I just read the book by the now President Obama, written during his years in Illinois about coming of age and his work as a community organizer in Chicago. I have to say I enjoyed it, and for the first time in what has probably been close to a year, I’ve been excited about what could be done to change the direction of this country, and not because of him but because it appears there may be people who are able to hold out for their convictions. The endurance of his hope for change, and the type of work he was doing, were inspiring.

Community organizing could also be called community advocacy. The “organizer” gets to know the community, spends time talking to people and figuring out what the key needs are, then begins to get the neighborhood to unify in seeking those changes, and connecting them with the politicians, police, churches and school administration who control the factors that need to change. Ultimately, if it works, the community begins to change as people realize they have power to change things, change themselves, where they’ve never believed they could.

Over the last year my idealism has given way to cycnicism as I’ve worked with a system that needs to be revamped and with people who gave up a long time ago, who find that it’s safer to help things fail than to make goals. I lost the ability to feel compassion for a while (they call it compassion fatigue), and then it began to come back in sharp pangs during meetings where I heard about things that sent me reeling or when I saw someone who I knew was giving up walking over to the Circle K to get some more of their old memory numbing drink.

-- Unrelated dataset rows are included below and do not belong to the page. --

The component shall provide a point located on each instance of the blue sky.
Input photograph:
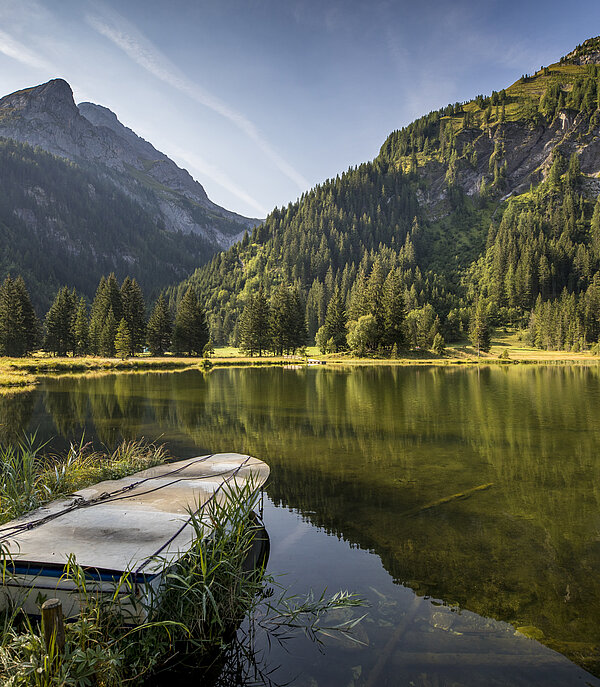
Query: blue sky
(262, 99)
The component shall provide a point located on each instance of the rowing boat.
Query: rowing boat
(123, 534)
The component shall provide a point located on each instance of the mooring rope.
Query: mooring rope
(109, 497)
(192, 516)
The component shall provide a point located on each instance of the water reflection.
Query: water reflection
(380, 456)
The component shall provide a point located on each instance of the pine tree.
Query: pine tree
(59, 323)
(334, 329)
(190, 333)
(107, 298)
(298, 329)
(13, 336)
(134, 312)
(479, 331)
(81, 329)
(31, 324)
(108, 334)
(159, 327)
(255, 331)
(394, 312)
(123, 339)
(280, 320)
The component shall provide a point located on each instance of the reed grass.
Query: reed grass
(195, 617)
(29, 477)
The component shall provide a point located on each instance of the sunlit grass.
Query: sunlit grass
(29, 477)
(194, 619)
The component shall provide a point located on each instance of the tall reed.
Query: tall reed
(192, 620)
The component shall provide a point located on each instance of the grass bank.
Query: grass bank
(194, 620)
(24, 373)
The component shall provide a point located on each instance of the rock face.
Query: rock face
(47, 116)
(527, 152)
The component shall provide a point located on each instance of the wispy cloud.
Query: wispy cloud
(198, 164)
(16, 50)
(142, 51)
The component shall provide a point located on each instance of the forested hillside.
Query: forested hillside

The twitching, the stench of sweat and urine, missing teeth, betrayal, black and blue little bodies, and pictures of unspeakable acts drawn with crayons: well that’s the world we live in, it’s not changing. I can dream of a world where my dreams could come true, but I’d only be disappointed. That’s a bit of cynical realism that broke into my heart, but I don’t want to have that perspective. I want to hope, to believe, but I’m afraid when I turn 70 I’ll turn around and look at my life and see a world worse off than when I was 25, and lives that didn’t change.

I know that lives which make up the world will only change when they meet and accept Jesus’ love. I know that it’s a few lives that change at a time, but I can’t be satisfied with a few. The hippi movement proposed a radically different way of living, and it actually changed the country.

Jesus offers the way of compassion, another paradigm-shifter. And what is compassion? What is it not? The dictionary defines it as some feeling akin to concern and pity. It has to be something else too. God wouldn’t have stressed the importance of compassion if it was just a feeling caused by something our hearts know to be wrong. What good would that do anyone? Compassion should be good for the person you feel it for. So if compassion must be good for someone, it possibly requires an action. And who ought we to feel compassion for? Every moment of every day is full of voices crying out, and as Millay points out in her poem ‘Renascence‘, and we cannot bear the weight of the world like God can.

We’re all called to be who God made us to be, yes? So compassion, for you, will be unique. You will be drawn to those who need what you have to offer, and then you’ll be good at offering it. God said that his compassion is more enduring than the mountains. When compassion works in conjunction with the way God has designed me, I shouldn’t have to wonder where it’s going to come from, how it will be sustained.

So what happened over this last year? Fatigue, then balance, but no change. I can’t control the decisions that others make: not CPS, judges, parents or children. I will not make excuses for people, but I can have compassion. I can understand where they’ve been, the cycle of abuse, the need to escape reality, and hope that their hearts are open to a better way. It’s a hard decision, and doesn’t get easy for a long time. But it happens.

So basically, seek God, please, so that he can change our world.